Este mundo entero es un cementerio que muestra las carcasas de lo que dejó de ser posible. Pero hay signos que hacen esa revelación más tolerable. La de Laura Giordani es una poética de lo que late. Su escritura es una búsqueda de zahorí que confía en que, uniendo de nuevo lo que se salvó de la desaparición, podremos seguir adelante como “un caracol que avanza sobre cristales rotos”. La clave de qué pueda servir en esta reconstrucción es el temblor que acompaña a lo más vivo. En su apuesta no hay tierra firme. “Somos sismógrafos” ‒apunta‒: “solo si hay temblor hay escritura”. Temblor de asombro, temblor de amor, temblor de miedo.

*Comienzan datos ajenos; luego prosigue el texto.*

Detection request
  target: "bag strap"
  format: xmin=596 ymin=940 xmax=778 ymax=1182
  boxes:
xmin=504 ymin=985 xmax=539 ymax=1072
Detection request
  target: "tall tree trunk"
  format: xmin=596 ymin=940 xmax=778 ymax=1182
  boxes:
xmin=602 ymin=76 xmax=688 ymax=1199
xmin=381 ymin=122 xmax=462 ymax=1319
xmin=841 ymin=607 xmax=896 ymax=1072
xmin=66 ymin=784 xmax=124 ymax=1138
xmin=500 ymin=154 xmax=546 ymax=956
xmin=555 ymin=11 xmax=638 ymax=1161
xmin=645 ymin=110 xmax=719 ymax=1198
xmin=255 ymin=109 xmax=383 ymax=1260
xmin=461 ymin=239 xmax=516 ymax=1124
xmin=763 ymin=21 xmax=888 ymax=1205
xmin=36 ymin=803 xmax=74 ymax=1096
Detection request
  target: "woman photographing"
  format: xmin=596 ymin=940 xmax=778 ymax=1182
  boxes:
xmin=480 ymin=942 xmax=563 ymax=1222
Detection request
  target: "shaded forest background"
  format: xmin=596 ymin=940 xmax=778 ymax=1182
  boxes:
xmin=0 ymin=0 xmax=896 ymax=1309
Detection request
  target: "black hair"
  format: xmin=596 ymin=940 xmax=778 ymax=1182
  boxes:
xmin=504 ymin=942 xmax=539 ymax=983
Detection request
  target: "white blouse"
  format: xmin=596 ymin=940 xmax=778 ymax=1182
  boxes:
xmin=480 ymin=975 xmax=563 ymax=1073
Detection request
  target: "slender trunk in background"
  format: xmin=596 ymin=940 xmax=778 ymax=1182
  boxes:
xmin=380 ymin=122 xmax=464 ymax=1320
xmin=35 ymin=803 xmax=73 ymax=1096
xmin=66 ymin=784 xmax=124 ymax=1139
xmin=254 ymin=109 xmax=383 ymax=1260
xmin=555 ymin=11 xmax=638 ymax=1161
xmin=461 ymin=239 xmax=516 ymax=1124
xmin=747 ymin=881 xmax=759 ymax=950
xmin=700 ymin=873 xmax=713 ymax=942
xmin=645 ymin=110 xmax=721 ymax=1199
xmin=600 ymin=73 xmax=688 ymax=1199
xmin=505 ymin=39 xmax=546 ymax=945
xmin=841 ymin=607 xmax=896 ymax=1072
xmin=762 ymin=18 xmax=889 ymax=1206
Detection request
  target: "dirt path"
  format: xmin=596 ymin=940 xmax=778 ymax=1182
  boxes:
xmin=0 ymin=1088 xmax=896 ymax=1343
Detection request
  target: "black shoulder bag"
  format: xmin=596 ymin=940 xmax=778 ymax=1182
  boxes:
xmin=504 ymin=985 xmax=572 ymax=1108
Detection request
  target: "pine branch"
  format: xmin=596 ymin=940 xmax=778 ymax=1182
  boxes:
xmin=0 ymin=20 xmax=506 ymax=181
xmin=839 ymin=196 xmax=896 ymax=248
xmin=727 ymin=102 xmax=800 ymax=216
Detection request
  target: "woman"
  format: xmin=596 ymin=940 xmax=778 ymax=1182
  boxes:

La escritura, así, pasa por remover “la tierra negrísima del corazón” y “desenterrar a ciegas”. Consiste en “abrir barrancas (…) por las que despeñarse”, en “tantear lo que duele”. Pero es un camino de ida y vuelta: porque es también precisamente la poesía lo que puede rescatarnos. En la última parte del libro, Laura Giordani propone “nueve infinitivos para el regreso”. La palabra aparece como “nuestra última / resistencia / antes de desaparecer”, la poesía nos permite “volver allí (…) para no seguir / tirando los dados / sobre una mesa inclinada / de antemano a la derrota”. Comprender la desaparición no es así vocación de ceniza sino la condición del momento lúcido. Porque “la revelación no viene de lo alto, sube por los talones”, y las huellas que resisten a la muerte son señales que trazan un camino anhelado que permite desandar el tiempo y desde ahí reconstruirse. Decir es lo contrario a la desaparición; decir es una resistencia a la caducidad.
Antes de desaparecer, se conoció el temblor.
Antes de desaparecer, se vio otro orden posible del mundo.
Antes de desaparecer, se habló.
Y la palabra, “semilla desvalida que se abre paso”, es la huella que queda hoy, como talismán para la supervivencia. Escribir es construir sobre barro, como vivir lo es. Pero el barro es fértil y es dúctil: el barro es lo que aún no es sólido y por eso todavía alberga posibilidades.
Antes de desaparecer, la responsabilidad de vivir: vivir entre tanto muerto, como una señal más a la que pueda aferrarse la resistencia de otros.